Apterostigma dorotheae  HNS  , sp. nov. (Fig. 5)

Worker: Length 2.6-2.8 mm. - Head, excluding mandibles slightly over 1 1/2 times as long as wide between eyes. Neck very slight, with expanded margin. Sides sub-parallel, occipital margin rounded, feebly but distinctly impressed in middle. Eyes hemispherical, situated closer to posterior than to clypeal margin, slightly less than 1/5 in diameter the length of head. Anterior clypeal margin evenly convex and extending to cutting edge of mandibles when the latter are closed. Frontal lobes broad, rounded and sub-horizontal, frontal area slightly impressed. Antennal scapes moderately stout, inflated at distal 1/2 and slightly curved, not as long as head, excluding mandibles. Joints 2-9 of funiculus distinctly broader than long, terminal joint slightly shorter than joints 6-9 taken together.
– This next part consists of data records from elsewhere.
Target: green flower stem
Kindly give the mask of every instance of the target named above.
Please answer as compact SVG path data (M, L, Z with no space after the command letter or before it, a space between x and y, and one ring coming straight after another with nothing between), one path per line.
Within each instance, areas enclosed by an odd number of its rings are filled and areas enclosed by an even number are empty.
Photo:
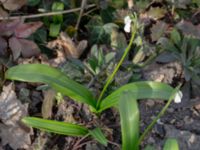
M97 101L97 109L99 109L99 105L101 103L101 99L105 93L105 91L107 90L108 88L108 85L111 83L111 81L113 80L115 74L117 73L117 71L119 70L119 67L121 66L122 62L124 61L124 59L126 58L126 55L128 54L128 52L130 51L131 49L131 46L133 44L133 40L135 39L135 34L136 34L136 31L137 31L137 27L136 25L134 24L133 27L132 27L132 36L131 36L131 39L130 39L130 42L128 44L128 46L126 47L125 51L124 51L124 54L122 56L122 58L120 59L119 63L117 64L116 68L114 69L114 71L112 72L112 74L108 77L108 80L105 84L105 86L103 87L103 90L101 91L101 94L98 98L98 101Z
M173 101L173 99L175 97L175 94L178 92L178 90L180 89L180 87L181 87L181 85L177 86L176 89L174 89L174 92L170 96L170 98L169 98L168 102L166 103L166 105L163 107L163 109L160 111L160 113L156 116L156 118L151 122L151 124L145 129L145 131L143 132L143 134L140 136L140 138L138 140L138 145L141 144L141 142L144 140L145 136L153 128L153 126L156 124L156 122L158 121L158 119L160 119L161 116L164 115L164 113L166 112L167 108L169 107L169 105Z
Thorax in side view as illustrated (Fig. 5). Anterior margin of pronotum extended in a pair of low, rounded lobes. Mesonotum, from above, with a pair of carinae produced posteriorly as rounded lobes. These carinae of variable development. Basal surface of epinotum with a pair of median, inconspicuous ridges. Epinotal stigmata prominent. Dorsal surface of petiole laterally produced as blunt tubercles. Petiole slightly over 1/2 as wide as postpetiole. Postpetiole, from above, hexagonal, broadly impressed postero-medially. Gaster feebly marginate.

Opaque, surface largely obscured by pilosity. - Pilosity of abundant, appressed, grayish hairs and finer and sparser appressed pubescence. Dark red-brown.

Described from a few workers of a colony taken by myself July 22, 1936 near the Oronoque River at its junction with the New River, tributary of the Courantyne River, British Guiana. The nest of the ants was 11 cm. below the nest of A. epinotale sp. nov.  HNS  , in a cavity in a mass of humus inside the rotted buttress of a stump. The fungus garden differed from that of epinotale  HNS  in being larger, uniformly dark gray, the mycelia were more diffuse, and there were no bromatia.

The nest was pendant and also attached at the sides. There was no evidence of an envelope of fungus around the garden.

This species resembles A. mayri  HNS  but differs in stouter habitus, higher mesoepinotal region, in having carinae on declivous surface of mesonotum produced as lobes, and in darker color.